Rep. John Ratcliffe (R-Texas) won't be the only underwhelming former U.S. House member on Trump's cabinet.
Image: U.S. President Trump holds a cabinet meeting at the White House in Washington
U.S. President Donald Trump addresses members of his cabinet and the news media as he holds a cabinet meeting at the White House in Washington, U.S., August...

Reporting on Rep. John Ratcliffe's (R-Texas) nomination to serve as the director of national intelligence -- overseeing the entire U.S. intelligence community -- the New York Times reported on how the young, far-right congressman helped get on Donald Trump's radar.

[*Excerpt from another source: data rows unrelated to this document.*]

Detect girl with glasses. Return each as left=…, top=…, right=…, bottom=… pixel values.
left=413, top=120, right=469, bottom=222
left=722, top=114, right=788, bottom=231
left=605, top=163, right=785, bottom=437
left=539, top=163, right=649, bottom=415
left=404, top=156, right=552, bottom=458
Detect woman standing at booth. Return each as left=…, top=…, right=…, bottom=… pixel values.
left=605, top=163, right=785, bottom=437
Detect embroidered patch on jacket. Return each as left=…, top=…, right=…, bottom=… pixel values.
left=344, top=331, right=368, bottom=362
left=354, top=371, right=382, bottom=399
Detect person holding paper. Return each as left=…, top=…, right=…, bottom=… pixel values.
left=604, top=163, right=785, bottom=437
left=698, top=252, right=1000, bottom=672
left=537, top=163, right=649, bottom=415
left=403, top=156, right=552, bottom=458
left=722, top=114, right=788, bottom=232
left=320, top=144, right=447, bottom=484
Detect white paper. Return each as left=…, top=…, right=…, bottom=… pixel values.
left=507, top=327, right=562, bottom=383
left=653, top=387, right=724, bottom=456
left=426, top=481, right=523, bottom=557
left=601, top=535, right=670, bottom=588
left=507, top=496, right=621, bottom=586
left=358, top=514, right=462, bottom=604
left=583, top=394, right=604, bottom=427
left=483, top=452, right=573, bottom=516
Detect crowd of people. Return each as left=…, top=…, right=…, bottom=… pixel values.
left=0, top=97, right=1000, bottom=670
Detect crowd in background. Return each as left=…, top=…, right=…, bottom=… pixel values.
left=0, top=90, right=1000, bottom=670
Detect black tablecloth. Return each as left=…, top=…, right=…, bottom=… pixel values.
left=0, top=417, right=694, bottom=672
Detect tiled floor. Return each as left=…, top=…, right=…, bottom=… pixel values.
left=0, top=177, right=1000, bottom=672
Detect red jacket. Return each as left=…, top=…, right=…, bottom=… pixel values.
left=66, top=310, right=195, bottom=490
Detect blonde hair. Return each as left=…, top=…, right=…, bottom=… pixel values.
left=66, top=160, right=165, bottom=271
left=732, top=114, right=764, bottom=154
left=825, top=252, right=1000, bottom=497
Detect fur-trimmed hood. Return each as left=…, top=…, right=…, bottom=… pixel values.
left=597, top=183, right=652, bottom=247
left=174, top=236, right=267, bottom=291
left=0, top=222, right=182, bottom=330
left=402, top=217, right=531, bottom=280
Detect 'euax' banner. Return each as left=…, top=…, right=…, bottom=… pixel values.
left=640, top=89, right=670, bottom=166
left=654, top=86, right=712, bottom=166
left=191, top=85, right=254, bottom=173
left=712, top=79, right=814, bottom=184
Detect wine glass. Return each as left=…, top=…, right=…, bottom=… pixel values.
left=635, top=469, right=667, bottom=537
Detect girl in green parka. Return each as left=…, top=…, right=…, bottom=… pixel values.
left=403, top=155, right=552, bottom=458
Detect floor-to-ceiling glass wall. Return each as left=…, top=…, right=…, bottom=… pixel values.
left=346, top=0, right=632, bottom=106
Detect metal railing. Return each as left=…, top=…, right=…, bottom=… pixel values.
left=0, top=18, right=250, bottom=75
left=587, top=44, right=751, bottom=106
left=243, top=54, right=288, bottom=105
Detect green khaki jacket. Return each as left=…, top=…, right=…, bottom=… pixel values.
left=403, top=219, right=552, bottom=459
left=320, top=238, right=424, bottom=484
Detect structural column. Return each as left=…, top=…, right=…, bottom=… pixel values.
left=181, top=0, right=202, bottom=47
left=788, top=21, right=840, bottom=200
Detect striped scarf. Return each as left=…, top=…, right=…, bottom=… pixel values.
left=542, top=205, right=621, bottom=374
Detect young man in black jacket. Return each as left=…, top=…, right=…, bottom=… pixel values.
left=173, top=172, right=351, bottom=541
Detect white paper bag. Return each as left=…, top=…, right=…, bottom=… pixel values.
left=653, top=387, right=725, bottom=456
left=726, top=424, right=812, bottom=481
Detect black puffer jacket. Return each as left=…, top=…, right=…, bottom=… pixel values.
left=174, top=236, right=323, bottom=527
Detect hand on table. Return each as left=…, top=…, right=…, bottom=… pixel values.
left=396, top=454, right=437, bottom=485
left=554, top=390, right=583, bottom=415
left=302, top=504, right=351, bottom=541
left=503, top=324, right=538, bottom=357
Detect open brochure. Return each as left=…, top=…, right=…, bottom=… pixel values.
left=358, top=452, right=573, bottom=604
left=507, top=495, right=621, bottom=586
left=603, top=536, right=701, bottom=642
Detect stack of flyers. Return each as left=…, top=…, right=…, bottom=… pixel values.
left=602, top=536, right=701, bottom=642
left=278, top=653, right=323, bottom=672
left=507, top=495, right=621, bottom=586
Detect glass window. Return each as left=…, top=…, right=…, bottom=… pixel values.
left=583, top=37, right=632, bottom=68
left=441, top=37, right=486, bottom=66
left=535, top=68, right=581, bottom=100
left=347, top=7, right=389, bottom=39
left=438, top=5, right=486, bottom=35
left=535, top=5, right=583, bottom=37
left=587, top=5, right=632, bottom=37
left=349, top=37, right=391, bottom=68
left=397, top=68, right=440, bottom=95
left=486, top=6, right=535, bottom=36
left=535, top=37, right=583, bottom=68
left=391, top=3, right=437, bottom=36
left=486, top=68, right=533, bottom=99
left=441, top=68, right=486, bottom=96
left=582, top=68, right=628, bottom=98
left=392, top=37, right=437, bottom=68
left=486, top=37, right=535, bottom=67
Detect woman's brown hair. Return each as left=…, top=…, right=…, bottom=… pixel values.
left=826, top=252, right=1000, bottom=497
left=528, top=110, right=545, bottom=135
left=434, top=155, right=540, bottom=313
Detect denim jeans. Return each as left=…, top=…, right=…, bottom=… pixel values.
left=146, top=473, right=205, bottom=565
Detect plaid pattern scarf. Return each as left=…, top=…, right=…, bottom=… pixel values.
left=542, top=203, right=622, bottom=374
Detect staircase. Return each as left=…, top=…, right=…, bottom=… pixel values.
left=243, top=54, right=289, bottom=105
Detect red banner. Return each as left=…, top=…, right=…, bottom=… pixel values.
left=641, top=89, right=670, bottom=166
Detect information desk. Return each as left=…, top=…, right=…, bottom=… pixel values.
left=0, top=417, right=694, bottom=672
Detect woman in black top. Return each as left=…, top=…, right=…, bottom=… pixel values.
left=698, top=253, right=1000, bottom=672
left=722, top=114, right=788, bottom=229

Mr. Ratcliffe, 53, has a 96 percent lifetime rating from the American Conservative Union, and earned a 100 percent in the most recent session score from Heritage Action for America. [...]Amid whispers that Mr. Coats was on the way out, conservative allies of the president, including Mick Mulvaney, the acting White House chief of staff, favored Mr. Ratcliffe as a replacement.

That's not too surprising, given that Mulvaney and Ratcliffe spent a couple of years as members of the House Republican conference. But this also raises a related point: one former far-right congressman on Team Trump signaled his support for another far-right congressman to join Team Trump.

In fact, quite a few far-right congressmen -- none of whom enjoyed especially illustrative careers on Capitol Hill -- have joined the president's cabinet in prominent and powerful roles.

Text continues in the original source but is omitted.